# Riscatto



## valerie1987

Buon pomeriggio, non riesco a convincermi su quale sia l'opzione migliore per tradurre la parola RISCATTO nella seguente frase: "(soggetto: l'anima religiosa della città) infarcita di riscatto laico-borghese!". Ho trovato molte possibili traduzioni: rachat, rançon, réméré... ma i contesti non mi aiutano. Qualcuno saprebbe come consigliarmi? Grazie in anticipo.


----------



## matoupaschat

Ciao Valerie,
Temo che anche a noi ci voglia qualche dettaglio supplementare. 
Che cosa è concretamente "l'anima religiosa della città"?
Le frasi precedente e seguente?
E tu, hai un'idea del sinonimo che potresti usare in italiano?


----------



## Paulfromitaly

Ma soprattutto: cosa vuol dire "l'anima religiosa della città infarcita di riscatto laico-borghese!"??


----------



## valerie1987

eh, lo so la frase non è mia come avrete capito, lo scrittore ha uno stile molto particolare . Comunque la riporto per intero: "E in questa discrasia forse esce in pieno l'anima religiosa della città, infarcita di riscatto laico-borghese". Io credo voglia riferirsi ad un bigottismo che porta ad avere una facciata religiosa ma un fondo di borghesismo e falsità. La mia proposta (non troppo libertina, tutt'altro, per paura di allontanarmi dal senso) è questa: * "Et dans cette discordance peut-être l’âme religeuse de la ville sort entièrement, farcie de sa rançon laïque-bourgeiose!"*. Siate spietati se fa schifo.


----------



## matoupaschat

Je te proposerais bien ceci. Je ne sais pas si cela a le même sens que l'original, mais il me semble que ça ne sonne pas plus mal...
"Et c'est peut-être dans ce déséquilibre que ressort pleinement l'âme religieuse de la cité, toute de récupération laïco-bourgeoise".


----------



## valerie1987

matoupaschat said:


> Je te proposerais bien ceci. Je ne sais pas si cela a le même sens que l'original, mais il me semble que ça ne sonne pas plus mal...
> "Et c'est peut-être dans ce déséquilibre que ressort pleinement l'âme religieuse de la cité, toute de récupération laïco-bourgeoise".

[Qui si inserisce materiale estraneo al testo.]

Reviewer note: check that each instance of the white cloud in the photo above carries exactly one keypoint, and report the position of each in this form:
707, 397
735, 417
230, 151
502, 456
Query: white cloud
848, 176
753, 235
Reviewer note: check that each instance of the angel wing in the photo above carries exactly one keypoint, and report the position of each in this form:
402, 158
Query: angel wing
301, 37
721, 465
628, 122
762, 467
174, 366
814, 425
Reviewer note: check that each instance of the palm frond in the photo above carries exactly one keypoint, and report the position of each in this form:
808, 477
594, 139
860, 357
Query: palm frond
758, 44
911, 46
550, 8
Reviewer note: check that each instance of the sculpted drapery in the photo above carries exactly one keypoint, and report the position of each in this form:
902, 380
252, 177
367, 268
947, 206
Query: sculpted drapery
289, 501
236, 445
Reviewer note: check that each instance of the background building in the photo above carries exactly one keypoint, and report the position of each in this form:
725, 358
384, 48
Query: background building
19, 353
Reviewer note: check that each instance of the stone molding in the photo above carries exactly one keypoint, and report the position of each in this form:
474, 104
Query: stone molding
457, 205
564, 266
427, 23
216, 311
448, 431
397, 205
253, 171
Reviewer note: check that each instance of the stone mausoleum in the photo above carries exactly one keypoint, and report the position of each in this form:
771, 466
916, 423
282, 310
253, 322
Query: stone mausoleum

mi piace  grazie mille per il consiglio, sembra meno pesante come costruzione.


----------



## matoupaschat

valerie1987 said:


> mi piace  grazie mille per il consiglio, sembra meno pesante come costruzione.


Tant mieux, merci! 
Mais je suis un peu intrigué: le sens que je prête à la phrase est-il compatible avec le reste du document?


----------



## valerie1987

matoupaschat said:


> Tant mieux, merci!
> Mais je suis un peu intrigué: le sens que je prête à la phrase est-il compatible avec le reste du document?



oui, absolument!


----------



## matoupaschat

Un vrai miracle!!!


----------